Our inner function makes a recursive call until it reaches the target value. If it fails after having exhausted all possible draws, it will return its best attempt (the crt variable), returning control to the previous caller who, after failing the “*if _solve(candidates, current: crt) == target {…”* conditional, will attempt a new draw from the array.

The array is copied over as it is a struct rather than a pointer, so every time we make a draw and remove a value, it will not affect the array of the previous callers.

On a **very high level** the stack might be represented like so:

For simplification I represented only the 2 variables passed on the *_solve* inner function after its first recursive call. Obviously this does not capture everything that will happen on the physical stack which will depend upon a lot of very low level variables going down to the hardware. The diagram above is an abstract view of a much more complex process, but it should capture the essence of the logic part of the computation.

Sample Execution: At the second call of *_solve* we have an **8** after we already had a **1** and the loop will exhaust all tis values at which point it will return false (candidate.count == 0). Returning from a function will pop the frame and go back to the previous one where the current value was still 1. Because the function returned false the if *_solve(… *condition is not met and the loop continues. At the second iteration we got a 7 and call recursively. This time we got a 2 which brings us to 10. The function will return true which will cause a cascade of true back to the calling function which will receive a 10.

###### What Happened to our Complexity?

Lets briefly calculate the complexity for the two solutions. In the iterative one we pick a coin (number) at random and whether we can add it to the sum without going over the target or not, we continue by picking another until the coins get exhausted. So the we can say that the loop will run as many times as there are coins, or in other words **N** times. So the complexity is linear at **O(N)**.

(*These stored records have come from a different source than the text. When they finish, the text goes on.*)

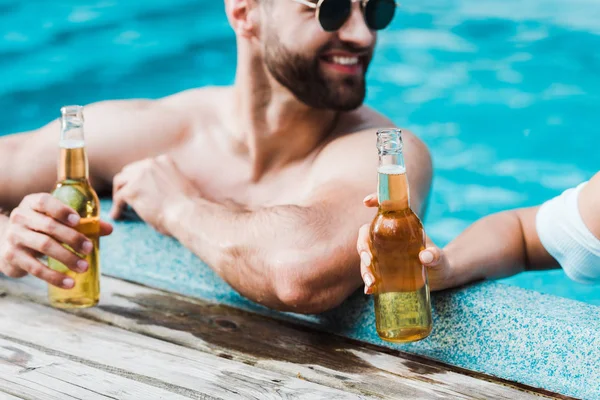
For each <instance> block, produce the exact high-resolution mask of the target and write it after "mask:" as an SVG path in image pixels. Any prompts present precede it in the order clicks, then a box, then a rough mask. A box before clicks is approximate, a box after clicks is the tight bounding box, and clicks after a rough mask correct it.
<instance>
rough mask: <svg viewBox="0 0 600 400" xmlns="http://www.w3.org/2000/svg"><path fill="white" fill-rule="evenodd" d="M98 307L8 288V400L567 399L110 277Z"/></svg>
mask: <svg viewBox="0 0 600 400" xmlns="http://www.w3.org/2000/svg"><path fill="white" fill-rule="evenodd" d="M102 289H103V293H102V301H101V304H100V306H99V307H97V308H93V309H87V310H80V311H77V312H64V311H60V310H56V309H53V308H50V307H49V306H47V305H46V304H47V301H46V292H45V286H43V285H40V282H38V281H35V280H33V279H25V280H20V281H12V280H10V281H9V280H3V279H0V400H4V399H36V400H37V399H43V400H52V399H57V400H59V399H60V400H63V399H81V400H95V399H140V400H150V399H169V400H171V399H172V400H179V399H261V400H262V399H280V398H284V399H311V400H312V399H328V400H331V399H411V400H413V399H510V400H517V399H518V400H521V399H540V398H560V399H565V398H568V397H565V396H560V395H554V394H552V393H548V392H545V391H543V390H539V389H534V388H528V387H524V386H522V385H521V386H519V385H516V384H512V383H510V382H505V381H501V380H498V379H494V378H492V377H487V376H482V375H478V374H473V373H469V372H468V371H462V370H459V369H456V368H453V367H449V366H445V365H442V364H439V363H436V362H433V361H428V360H424V359H419V358H416V357H414V356H410V355H407V354H403V353H400V352H396V351H390V350H388V349H383V348H378V347H376V346H372V345H366V344H363V343H359V342H355V341H351V340H348V339H345V338H341V337H337V336H333V335H330V334H326V333H321V332H318V331H315V330H311V329H309V328H306V327H303V326H300V325H294V324H291V323H287V322H282V321H278V320H274V319H270V318H266V317H263V316H259V315H255V314H251V313H248V312H245V311H240V310H237V309H234V308H230V307H226V306H221V305H216V304H212V303H207V302H203V301H199V300H195V299H190V298H187V297H182V296H177V295H173V294H169V293H166V292H162V291H158V290H154V289H150V288H146V287H143V286H139V285H136V284H132V283H128V282H124V281H120V280H117V279H112V278H107V277H104V278H103V282H102Z"/></svg>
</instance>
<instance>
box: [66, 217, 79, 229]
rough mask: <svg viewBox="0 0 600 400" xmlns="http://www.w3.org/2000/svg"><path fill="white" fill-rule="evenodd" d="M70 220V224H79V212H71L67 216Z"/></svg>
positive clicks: (71, 224) (73, 224) (67, 218)
mask: <svg viewBox="0 0 600 400" xmlns="http://www.w3.org/2000/svg"><path fill="white" fill-rule="evenodd" d="M67 219H68V220H69V224H71V225H73V226H77V224H78V223H79V220H80V218H79V215H77V214H70V215H69V217H68V218H67Z"/></svg>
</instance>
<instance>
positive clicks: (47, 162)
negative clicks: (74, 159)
mask: <svg viewBox="0 0 600 400" xmlns="http://www.w3.org/2000/svg"><path fill="white" fill-rule="evenodd" d="M173 114H174V112H173V111H172V110H168V109H166V108H165V107H163V106H162V105H161V104H160V103H159V102H151V101H144V100H127V101H106V102H100V103H94V104H91V105H89V106H86V108H85V110H84V115H85V139H86V150H87V153H88V157H89V160H90V174H91V177H90V179H91V181H92V184H93V185H94V188H95V189H96V191H99V192H101V191H104V190H106V189H110V185H111V184H112V178H113V176H114V175H115V174H116V173H117V172H119V171H120V170H121V169H122V168H123V166H125V165H126V164H129V163H130V162H133V161H136V160H139V159H140V158H145V157H150V156H154V155H157V154H160V153H161V152H163V151H164V149H165V148H168V147H169V146H171V145H172V144H173V143H174V142H175V141H177V140H179V139H178V136H181V134H182V133H185V127H184V126H183V124H180V125H181V126H177V123H178V122H177V121H178V119H177V118H175V117H174V115H173ZM174 124H175V125H174ZM59 138H60V120H58V119H56V120H54V121H52V122H50V123H49V124H47V125H45V126H44V127H42V128H39V129H37V130H34V131H30V132H24V133H20V134H13V135H9V136H5V137H2V138H0V207H2V208H4V209H5V210H8V211H9V210H11V209H12V208H14V207H16V206H17V205H18V204H19V203H20V202H21V200H22V199H23V197H25V196H26V195H28V194H31V193H39V192H48V191H50V190H51V189H52V187H53V185H54V183H55V182H56V165H57V162H58V142H59Z"/></svg>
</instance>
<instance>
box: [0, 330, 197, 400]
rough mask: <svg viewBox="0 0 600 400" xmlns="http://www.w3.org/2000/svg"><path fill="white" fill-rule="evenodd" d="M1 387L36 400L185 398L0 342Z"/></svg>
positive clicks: (34, 350) (80, 364) (121, 377)
mask: <svg viewBox="0 0 600 400" xmlns="http://www.w3.org/2000/svg"><path fill="white" fill-rule="evenodd" d="M4 387H12V388H13V390H12V393H13V394H17V393H18V394H19V395H20V396H22V397H23V396H24V397H25V398H38V399H39V398H44V399H55V398H56V399H59V400H60V399H67V398H68V399H79V400H109V399H113V400H114V399H119V400H137V399H157V400H159V399H165V400H167V399H168V400H171V399H173V400H184V399H189V397H185V396H181V395H178V394H176V393H173V392H170V391H167V390H164V389H161V388H157V387H154V386H151V385H147V384H144V383H141V382H138V381H135V380H133V379H128V378H124V377H121V376H119V375H117V374H113V373H110V372H106V371H103V370H101V369H96V368H93V367H90V366H87V365H85V364H81V363H77V362H74V361H71V360H68V359H65V358H62V357H58V356H52V355H48V354H45V353H43V352H41V351H39V350H36V349H34V348H31V347H28V346H24V345H21V344H18V343H13V342H10V341H7V340H4V339H0V388H4ZM42 394H43V396H42Z"/></svg>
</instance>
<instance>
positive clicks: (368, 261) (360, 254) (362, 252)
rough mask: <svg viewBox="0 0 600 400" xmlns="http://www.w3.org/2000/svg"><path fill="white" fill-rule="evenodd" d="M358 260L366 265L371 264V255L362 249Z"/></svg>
mask: <svg viewBox="0 0 600 400" xmlns="http://www.w3.org/2000/svg"><path fill="white" fill-rule="evenodd" d="M360 261H361V262H362V263H363V265H364V266H367V267H368V266H369V265H371V256H370V255H369V253H367V252H366V251H363V252H362V253H360Z"/></svg>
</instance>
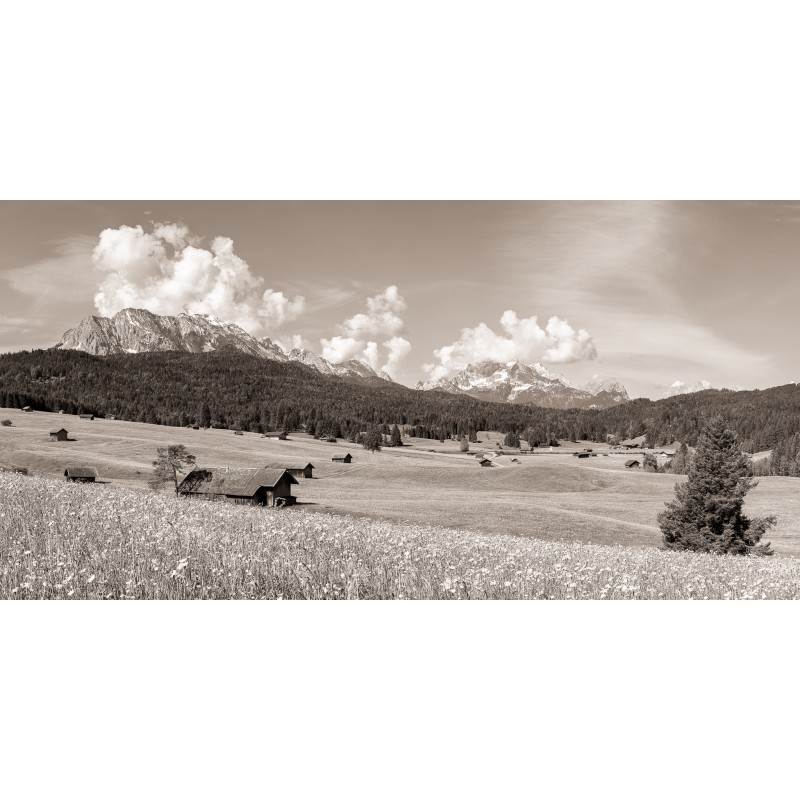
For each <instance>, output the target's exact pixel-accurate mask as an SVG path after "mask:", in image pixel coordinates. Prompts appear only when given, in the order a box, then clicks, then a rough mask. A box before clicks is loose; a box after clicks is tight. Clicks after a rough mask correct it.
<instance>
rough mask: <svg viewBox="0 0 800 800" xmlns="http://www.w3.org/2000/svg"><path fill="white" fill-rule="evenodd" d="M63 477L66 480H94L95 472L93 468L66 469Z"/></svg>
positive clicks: (68, 468) (96, 470)
mask: <svg viewBox="0 0 800 800" xmlns="http://www.w3.org/2000/svg"><path fill="white" fill-rule="evenodd" d="M64 475H66V476H67V477H68V478H96V477H97V470H96V469H95V468H94V467H67V468H66V469H65V470H64Z"/></svg>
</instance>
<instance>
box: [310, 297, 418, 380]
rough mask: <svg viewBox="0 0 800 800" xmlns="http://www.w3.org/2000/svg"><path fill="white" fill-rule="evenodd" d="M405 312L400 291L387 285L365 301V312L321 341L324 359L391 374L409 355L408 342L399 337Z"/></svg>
mask: <svg viewBox="0 0 800 800" xmlns="http://www.w3.org/2000/svg"><path fill="white" fill-rule="evenodd" d="M405 310H406V302H405V300H404V299H403V298H402V296H401V295H400V290H399V289H398V288H397V286H394V285H392V286H387V287H386V289H384V290H383V291H382V292H380V293H378V294H376V295H374V296H373V297H370V298H368V299H367V309H366V311H363V312H360V313H358V314H354V315H353V316H352V317H348V318H347V319H346V320H344V322H342V323H341V324H340V325H339V326H338V330H339V333H338V334H337V335H335V336H331V338H330V339H324V338H323V339H320V343H321V344H322V356H323V358H326V359H327V360H328V361H330V362H331V363H332V364H340V363H341V362H342V361H350V360H352V359H358V360H361V361H364V362H366V363H367V364H369V365H370V366H371V367H372V368H373V369H374V370H376V371H377V370H384V371H386V372H389V373H390V374H391V371H392V370H394V369H395V368H396V367H397V366H398V365H399V364H400V362H401V361H402V360H403V359H404V358H405V357H406V356H407V355H408V354H409V352H411V343H410V342H409V341H408V340H407V339H405V338H403V337H402V336H401V335H400V334H401V333H403V332H404V330H405V322H404V321H403V317H402V316H401V315H402V314H403V312H404V311H405ZM379 342H380V344H379ZM381 348H383V349H381Z"/></svg>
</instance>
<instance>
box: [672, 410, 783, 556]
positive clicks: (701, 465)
mask: <svg viewBox="0 0 800 800" xmlns="http://www.w3.org/2000/svg"><path fill="white" fill-rule="evenodd" d="M755 485H756V484H755V483H754V482H753V479H752V477H750V461H749V459H748V458H747V456H745V455H744V454H743V453H742V452H741V450H740V449H739V443H738V441H737V438H736V434H734V433H733V432H732V431H729V430H727V429H726V427H725V423H724V421H723V419H722V417H715V418H714V419H712V420H711V422H709V423H708V424H707V425H706V426H705V428H704V429H703V431H702V432H701V434H700V440H699V442H698V444H697V450H696V452H695V454H694V458H693V459H692V461H691V464H690V466H689V477H688V480H687V481H686V482H685V483H679V484H677V485H676V486H675V495H676V499H675V500H673V501H672V502H670V503H667V507H666V509H665V510H664V511H662V512H661V513H660V514H659V515H658V523H659V525H660V526H661V531H662V533H663V534H664V537H663V541H664V547H665V548H666V549H667V550H699V551H702V552H707V553H734V554H739V555H765V556H766V555H772V549H771V547H770V545H769V543H767V544H759V542H760V541H761V537H762V536H763V535H764V533H765V532H766V531H767V530H768V529H769V528H771V527H772V526H773V525H774V524H775V517H772V516H770V517H764V518H759V519H750V518H748V517H746V516H745V515H744V514H743V513H742V506H743V505H744V497H745V495H746V494H747V493H748V492H749V491H750V489H752V488H753V487H754V486H755Z"/></svg>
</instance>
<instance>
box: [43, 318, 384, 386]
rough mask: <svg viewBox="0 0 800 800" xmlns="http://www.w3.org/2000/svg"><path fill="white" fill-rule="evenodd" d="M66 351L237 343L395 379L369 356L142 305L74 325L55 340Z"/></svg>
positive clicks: (289, 360)
mask: <svg viewBox="0 0 800 800" xmlns="http://www.w3.org/2000/svg"><path fill="white" fill-rule="evenodd" d="M56 347H57V348H61V349H63V350H83V351H84V352H85V353H90V354H91V355H96V356H108V355H114V354H117V353H153V352H164V351H183V352H188V353H208V352H212V351H215V350H222V349H223V348H225V347H232V348H234V349H235V350H238V351H240V352H242V353H247V354H248V355H253V356H259V357H261V358H265V359H267V360H269V361H298V362H300V363H301V364H305V365H306V366H309V367H312V368H313V369H315V370H317V371H318V372H321V373H322V374H323V375H338V376H339V377H343V378H355V379H358V380H361V381H367V382H373V381H376V380H387V381H390V380H391V378H390V377H389V375H388V374H387V373H385V372H383V371H381V372H376V371H375V370H374V369H373V368H372V367H371V366H370V365H369V364H367V363H366V362H364V361H359V360H352V361H343V362H342V363H340V364H332V363H331V362H330V361H328V360H327V359H325V358H323V357H322V356H319V355H317V354H316V353H313V352H311V351H310V350H305V349H294V350H291V351H290V352H288V353H287V352H286V351H285V350H284V349H283V348H282V347H281V346H280V345H278V344H276V343H275V342H273V341H272V340H271V339H268V338H263V339H256V338H255V337H253V336H251V335H250V334H249V333H247V331H245V330H244V329H243V328H241V327H239V326H238V325H234V324H233V323H230V322H223V321H222V320H220V319H218V318H217V317H215V316H213V315H212V314H178V315H177V316H174V317H170V316H159V315H158V314H153V313H152V312H150V311H146V310H145V309H143V308H124V309H122V311H118V312H117V313H116V314H114V316H113V317H96V316H90V317H86V318H85V319H83V320H81V321H80V323H79V324H78V325H77V327H75V328H70V329H69V330H68V331H66V332H65V333H64V335H63V336H62V337H61V341H60V342H59V343H58V344H57V345H56Z"/></svg>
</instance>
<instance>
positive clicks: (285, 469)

What about the second solution. We can think of it this way: Each function will only loop over its available coins, since every pick removes a coin from the array. The worst possible case is the one where every function picks a path that eventually leads to a dead-end and it will be forced (through backtracking) to try again with the next pick. Each function therefore will run for the number of coins it has been handed and make a recursive call passing an array with one less that it has been handed until the array is exhausted. The problem is that of finding all subsets from a given set and so the complexity will be **O(2^N)**.